By underscoring the effect of a stipulation, the dissent has deemphasized the trial court’s discretion to set aside a stipulation to further the ends of justice. Brink v. Industrial Comm’n, 368 Ill. 607, 609, 15 N.E.2d 491, 492 (1938). I agree that a stipulation may effectively withdraw an issue from further consideration. Lee v. Chicago Transit Authority, 152 Ill. 2d 432, 462, 605 N.E.2d 493, 506 (1992). However, a stipulation’s conclusive effect does not obstruct the trial court’s discretion to set aside that stipulation should justice so require. Furthermore, whether a stipulation is described as a stipulation or a judicial admission does not alter the trial court’s discretion to set it aside.
The dissent further ignores the fact that the defendants were the ones who kept advancing the stipulation to intentionally cap liability. The defendants were aware that Dr. Falconer had an additional $5 million in applicable insurance coverage. It is true that no evidence of Dr. Finch’s salary, assets, liabilities, likelihood of continued employment, health, or age was introduced at trial. But no specific financial information was heard during the trial because defense counsel did not want it heard. The benefit defendants derived from this stipulation is obvious. The stipulation effectively kept the jury from learning about the defendants’ finances. The benefit plaintiff derived from this stipulation is not so apparent.

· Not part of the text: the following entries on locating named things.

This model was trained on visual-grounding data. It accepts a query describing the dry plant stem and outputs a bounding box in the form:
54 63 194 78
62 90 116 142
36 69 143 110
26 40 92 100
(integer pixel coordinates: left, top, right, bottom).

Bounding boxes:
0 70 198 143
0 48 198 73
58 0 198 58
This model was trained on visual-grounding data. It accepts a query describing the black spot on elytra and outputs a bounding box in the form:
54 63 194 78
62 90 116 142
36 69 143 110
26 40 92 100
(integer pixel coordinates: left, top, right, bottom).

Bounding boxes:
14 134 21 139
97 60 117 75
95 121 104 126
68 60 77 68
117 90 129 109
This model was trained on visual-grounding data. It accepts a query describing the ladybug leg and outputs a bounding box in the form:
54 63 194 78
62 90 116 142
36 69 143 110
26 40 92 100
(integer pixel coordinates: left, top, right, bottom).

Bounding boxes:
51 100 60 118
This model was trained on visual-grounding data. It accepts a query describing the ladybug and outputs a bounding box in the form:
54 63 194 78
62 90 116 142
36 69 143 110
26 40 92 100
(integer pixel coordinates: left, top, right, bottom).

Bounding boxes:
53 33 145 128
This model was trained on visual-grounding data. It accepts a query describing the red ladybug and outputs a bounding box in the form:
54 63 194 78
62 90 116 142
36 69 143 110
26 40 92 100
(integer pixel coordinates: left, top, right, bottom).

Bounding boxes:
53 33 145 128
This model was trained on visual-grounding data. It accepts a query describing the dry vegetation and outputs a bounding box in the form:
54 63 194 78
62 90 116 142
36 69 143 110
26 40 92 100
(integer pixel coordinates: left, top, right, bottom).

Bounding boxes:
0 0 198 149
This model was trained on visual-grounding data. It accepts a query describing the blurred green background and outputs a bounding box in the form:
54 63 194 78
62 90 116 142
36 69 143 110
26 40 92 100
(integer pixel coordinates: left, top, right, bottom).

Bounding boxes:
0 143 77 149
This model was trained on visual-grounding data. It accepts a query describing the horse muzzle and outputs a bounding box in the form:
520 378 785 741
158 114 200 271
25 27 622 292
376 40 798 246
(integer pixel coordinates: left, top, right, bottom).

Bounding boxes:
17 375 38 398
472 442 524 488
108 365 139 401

The dissent would burden a plaintiff with the task of proving solvency of a defendant in an amount not yet determined by the jury. Proving every intimate financial detail of an underlying physician’s life in order to achieve the optimum cap that the dissent’s reading of Goldzier v. Poole would impose is illogical. The language of Goldzier was never intended to require such a level of proof. If it was, we should overrule it. Furthermore, I seriously doubt that defense counsel would want a jury to hear complete details of their clients’ financial portfolios.

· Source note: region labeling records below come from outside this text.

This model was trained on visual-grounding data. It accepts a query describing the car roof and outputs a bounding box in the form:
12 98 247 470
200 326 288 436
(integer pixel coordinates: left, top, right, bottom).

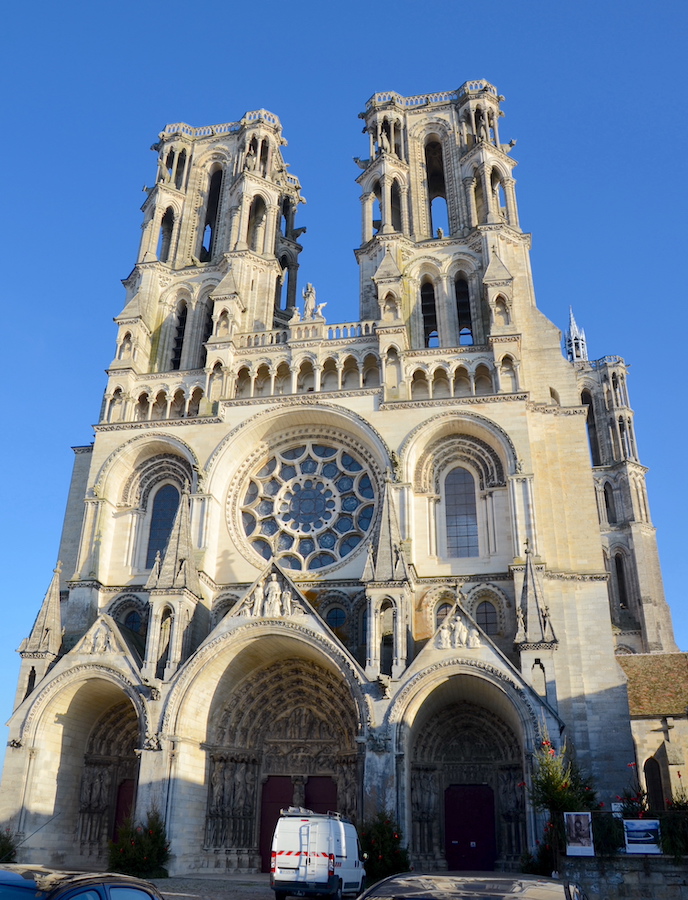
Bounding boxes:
0 863 160 896
361 872 567 900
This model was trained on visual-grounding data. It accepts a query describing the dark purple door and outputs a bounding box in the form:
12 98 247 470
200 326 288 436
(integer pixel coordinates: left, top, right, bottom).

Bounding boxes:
444 784 497 872
260 775 294 872
112 778 136 841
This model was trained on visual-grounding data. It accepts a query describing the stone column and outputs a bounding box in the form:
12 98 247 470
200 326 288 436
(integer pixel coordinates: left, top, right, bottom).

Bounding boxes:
480 164 498 222
463 177 478 228
399 184 411 234
380 175 394 234
504 178 519 228
361 191 375 244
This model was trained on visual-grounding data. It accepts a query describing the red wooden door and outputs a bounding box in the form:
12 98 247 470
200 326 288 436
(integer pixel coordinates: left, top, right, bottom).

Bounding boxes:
112 778 136 841
260 775 294 872
444 784 497 872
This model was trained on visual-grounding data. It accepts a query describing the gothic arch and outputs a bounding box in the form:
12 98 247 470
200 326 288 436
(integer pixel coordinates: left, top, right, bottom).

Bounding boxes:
18 664 149 868
93 432 199 503
205 397 390 493
103 594 148 630
386 656 560 867
399 412 518 483
161 617 370 866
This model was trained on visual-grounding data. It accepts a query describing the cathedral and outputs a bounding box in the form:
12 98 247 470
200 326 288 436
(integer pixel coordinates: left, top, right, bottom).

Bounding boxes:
0 80 682 874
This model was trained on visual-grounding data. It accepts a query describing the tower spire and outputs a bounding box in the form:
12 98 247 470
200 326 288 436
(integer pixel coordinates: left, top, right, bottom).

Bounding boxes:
564 306 588 362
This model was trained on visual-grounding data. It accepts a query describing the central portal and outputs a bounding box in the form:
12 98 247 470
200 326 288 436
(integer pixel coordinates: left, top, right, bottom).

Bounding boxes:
205 658 359 871
409 675 525 872
260 775 337 872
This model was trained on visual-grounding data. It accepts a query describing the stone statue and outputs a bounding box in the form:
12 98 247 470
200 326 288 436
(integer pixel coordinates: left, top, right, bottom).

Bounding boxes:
253 581 265 616
303 281 315 319
437 619 451 650
282 587 291 616
158 156 171 184
452 616 468 647
265 572 282 617
466 625 481 650
244 146 256 172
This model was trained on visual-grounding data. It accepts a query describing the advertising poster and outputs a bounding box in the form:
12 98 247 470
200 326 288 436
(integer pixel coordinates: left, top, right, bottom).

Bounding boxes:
624 819 662 853
564 813 595 856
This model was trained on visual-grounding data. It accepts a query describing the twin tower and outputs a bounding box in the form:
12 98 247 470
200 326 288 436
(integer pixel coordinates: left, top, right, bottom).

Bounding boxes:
0 81 680 874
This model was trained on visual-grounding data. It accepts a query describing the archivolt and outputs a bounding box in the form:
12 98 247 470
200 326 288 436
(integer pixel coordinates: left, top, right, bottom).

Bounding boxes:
415 434 506 494
209 658 361 752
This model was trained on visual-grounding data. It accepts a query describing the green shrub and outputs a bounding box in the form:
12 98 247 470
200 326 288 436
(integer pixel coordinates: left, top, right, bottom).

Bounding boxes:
659 772 688 863
359 812 410 884
108 809 170 878
0 828 19 863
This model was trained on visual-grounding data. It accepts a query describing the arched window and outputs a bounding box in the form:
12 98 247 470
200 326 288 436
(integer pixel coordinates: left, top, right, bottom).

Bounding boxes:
380 600 396 675
146 484 179 569
454 275 474 347
171 301 188 371
475 600 499 634
246 195 267 253
604 481 616 525
391 179 401 231
420 281 440 347
444 466 480 557
24 666 36 700
174 150 186 191
200 169 222 262
435 603 452 628
198 300 213 369
614 553 628 609
158 206 174 262
499 356 518 393
325 606 346 628
124 609 143 634
425 138 450 237
581 391 601 466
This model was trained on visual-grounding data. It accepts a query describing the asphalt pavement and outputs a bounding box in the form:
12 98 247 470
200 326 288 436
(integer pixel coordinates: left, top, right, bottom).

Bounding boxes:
151 872 275 900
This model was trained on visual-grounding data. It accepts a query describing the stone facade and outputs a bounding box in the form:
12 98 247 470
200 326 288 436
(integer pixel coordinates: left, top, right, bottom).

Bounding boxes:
0 81 675 873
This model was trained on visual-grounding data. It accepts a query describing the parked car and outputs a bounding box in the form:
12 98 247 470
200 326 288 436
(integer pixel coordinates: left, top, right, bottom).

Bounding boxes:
0 863 163 900
359 872 587 900
268 807 365 900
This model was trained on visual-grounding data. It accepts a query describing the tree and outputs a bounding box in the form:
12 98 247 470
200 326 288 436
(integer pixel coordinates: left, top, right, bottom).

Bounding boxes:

In reviewing the trial court’s decision to relieve the parties of the stipulation, we must bear in mind that the verdict does not reflect knowledge of the $2 million stipulation. The jury was never advised that the parties entered into a stipulation. We must also remember that the court exercised its discretion to set aside the stipulation before the trial court entered judgment on the jury’s verdict.

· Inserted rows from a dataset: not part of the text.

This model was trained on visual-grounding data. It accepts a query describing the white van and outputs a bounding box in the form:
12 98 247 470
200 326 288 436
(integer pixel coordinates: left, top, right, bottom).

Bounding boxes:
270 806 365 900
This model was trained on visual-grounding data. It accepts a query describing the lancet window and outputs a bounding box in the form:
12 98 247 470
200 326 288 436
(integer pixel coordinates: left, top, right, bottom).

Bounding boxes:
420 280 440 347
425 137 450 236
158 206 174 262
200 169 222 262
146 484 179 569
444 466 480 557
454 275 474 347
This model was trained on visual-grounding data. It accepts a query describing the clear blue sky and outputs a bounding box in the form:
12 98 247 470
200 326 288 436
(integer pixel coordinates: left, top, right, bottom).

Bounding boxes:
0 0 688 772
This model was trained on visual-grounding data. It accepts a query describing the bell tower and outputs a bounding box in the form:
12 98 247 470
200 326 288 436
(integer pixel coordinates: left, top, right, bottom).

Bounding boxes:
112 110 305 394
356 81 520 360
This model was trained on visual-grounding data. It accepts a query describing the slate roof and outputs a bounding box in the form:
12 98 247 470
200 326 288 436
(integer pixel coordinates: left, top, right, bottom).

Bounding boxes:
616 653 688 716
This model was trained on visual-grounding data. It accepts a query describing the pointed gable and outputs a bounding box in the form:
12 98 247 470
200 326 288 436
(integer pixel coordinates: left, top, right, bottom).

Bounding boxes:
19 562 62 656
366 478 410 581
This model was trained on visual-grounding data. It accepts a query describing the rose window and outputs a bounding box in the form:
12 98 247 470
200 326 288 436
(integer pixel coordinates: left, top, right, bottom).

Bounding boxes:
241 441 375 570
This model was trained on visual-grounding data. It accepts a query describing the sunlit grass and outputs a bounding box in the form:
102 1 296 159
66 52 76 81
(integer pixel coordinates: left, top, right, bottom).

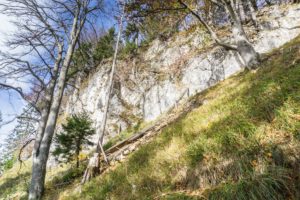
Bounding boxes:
0 34 300 200
61 35 300 199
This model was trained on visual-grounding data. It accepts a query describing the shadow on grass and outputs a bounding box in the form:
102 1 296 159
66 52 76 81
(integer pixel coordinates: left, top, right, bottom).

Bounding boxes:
68 35 300 200
0 172 30 199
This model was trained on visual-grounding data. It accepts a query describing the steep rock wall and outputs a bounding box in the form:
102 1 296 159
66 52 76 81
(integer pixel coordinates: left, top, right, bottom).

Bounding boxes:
64 5 300 142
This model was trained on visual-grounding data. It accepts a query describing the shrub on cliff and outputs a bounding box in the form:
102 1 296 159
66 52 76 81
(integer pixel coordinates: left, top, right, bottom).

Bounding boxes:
53 114 94 168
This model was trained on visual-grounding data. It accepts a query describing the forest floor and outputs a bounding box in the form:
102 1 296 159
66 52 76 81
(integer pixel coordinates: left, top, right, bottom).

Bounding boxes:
0 37 300 200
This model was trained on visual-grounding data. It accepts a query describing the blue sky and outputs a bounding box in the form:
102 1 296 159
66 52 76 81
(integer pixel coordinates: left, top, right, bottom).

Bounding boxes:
0 0 117 144
0 0 24 144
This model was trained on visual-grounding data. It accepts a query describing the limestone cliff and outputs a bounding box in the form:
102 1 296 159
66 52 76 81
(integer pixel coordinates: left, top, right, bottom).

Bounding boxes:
63 5 300 143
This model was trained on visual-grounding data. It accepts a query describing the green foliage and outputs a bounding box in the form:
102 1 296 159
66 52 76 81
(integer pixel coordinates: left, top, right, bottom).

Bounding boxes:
0 154 16 171
205 169 294 200
53 113 94 167
93 28 115 63
67 38 300 200
187 143 205 167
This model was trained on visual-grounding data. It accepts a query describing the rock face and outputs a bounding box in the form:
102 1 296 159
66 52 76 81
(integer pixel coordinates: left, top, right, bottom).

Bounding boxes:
64 5 300 143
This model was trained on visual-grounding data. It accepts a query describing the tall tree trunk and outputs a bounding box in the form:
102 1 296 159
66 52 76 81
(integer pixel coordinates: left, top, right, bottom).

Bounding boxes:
32 44 63 158
81 4 125 184
29 18 78 200
247 1 259 31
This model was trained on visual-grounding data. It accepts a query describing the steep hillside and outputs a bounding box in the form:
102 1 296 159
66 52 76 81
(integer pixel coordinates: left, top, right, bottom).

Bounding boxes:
49 34 300 199
63 4 300 147
0 5 300 200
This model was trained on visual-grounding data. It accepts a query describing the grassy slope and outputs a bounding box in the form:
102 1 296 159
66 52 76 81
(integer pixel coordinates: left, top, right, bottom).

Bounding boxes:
0 37 300 200
61 37 300 199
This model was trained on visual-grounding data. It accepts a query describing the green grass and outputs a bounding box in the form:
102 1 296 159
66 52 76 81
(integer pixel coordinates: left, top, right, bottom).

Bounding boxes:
0 37 300 200
62 37 300 200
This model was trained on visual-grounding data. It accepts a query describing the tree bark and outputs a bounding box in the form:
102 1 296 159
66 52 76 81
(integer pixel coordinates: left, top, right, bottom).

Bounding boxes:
81 1 125 184
28 16 78 200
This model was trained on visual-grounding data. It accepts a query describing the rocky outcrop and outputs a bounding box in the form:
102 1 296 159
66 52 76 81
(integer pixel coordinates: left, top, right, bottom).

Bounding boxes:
64 5 300 144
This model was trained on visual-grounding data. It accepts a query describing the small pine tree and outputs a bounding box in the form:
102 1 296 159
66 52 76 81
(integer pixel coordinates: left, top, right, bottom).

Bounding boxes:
53 113 95 168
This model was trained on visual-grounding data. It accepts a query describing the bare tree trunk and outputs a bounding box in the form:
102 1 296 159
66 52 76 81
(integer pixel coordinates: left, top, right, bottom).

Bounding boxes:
32 44 63 158
81 1 125 184
246 1 259 31
29 17 78 200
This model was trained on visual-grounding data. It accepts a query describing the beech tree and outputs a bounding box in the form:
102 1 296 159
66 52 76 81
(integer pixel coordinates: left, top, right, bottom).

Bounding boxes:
0 0 102 199
128 0 259 69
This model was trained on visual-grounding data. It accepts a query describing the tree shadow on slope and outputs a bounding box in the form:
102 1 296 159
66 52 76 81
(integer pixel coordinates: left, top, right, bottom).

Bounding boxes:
0 172 30 199
72 38 300 199
186 38 300 199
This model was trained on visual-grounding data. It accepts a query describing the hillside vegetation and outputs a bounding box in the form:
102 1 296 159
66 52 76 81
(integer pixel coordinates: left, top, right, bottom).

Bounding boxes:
0 33 300 200
58 34 300 199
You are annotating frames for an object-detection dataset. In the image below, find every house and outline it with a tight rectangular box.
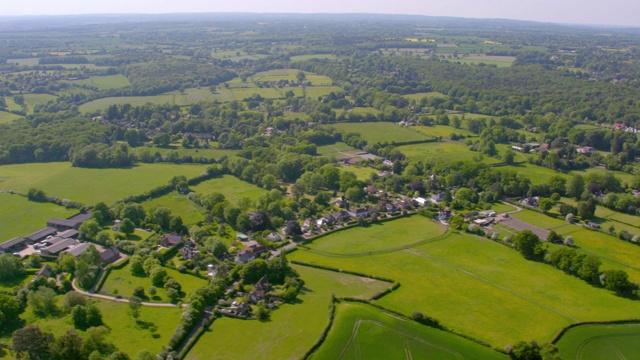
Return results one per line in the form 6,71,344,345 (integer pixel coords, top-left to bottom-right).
47,212,91,230
249,275,269,303
0,238,28,254
349,206,371,218
234,249,256,264
161,233,182,247
33,264,54,280
267,232,282,241
100,246,120,264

During trial, liability expanded to include Dr. Falconer and St. John’s Hospital, thereby expanding applicable insurance coverage to $7 millón. The dissent would cap plaintiff’s recovery to $2 million. Plaintiff should not be limited to half a cup of justice. He is entitled to the full measure of justice awarded him because of his medical malpractice attorneys’ negligence. I fail to see how the trial court abused its discretion when its exercise of discretion was based on truth and served to produce a just result. Given the circumstances, I opt for truth and justice over the sanctity of stipulations.
Justice Kuehn was substituted for one of the original panel members, Justice Lewis, who retired effective August 1, 1995.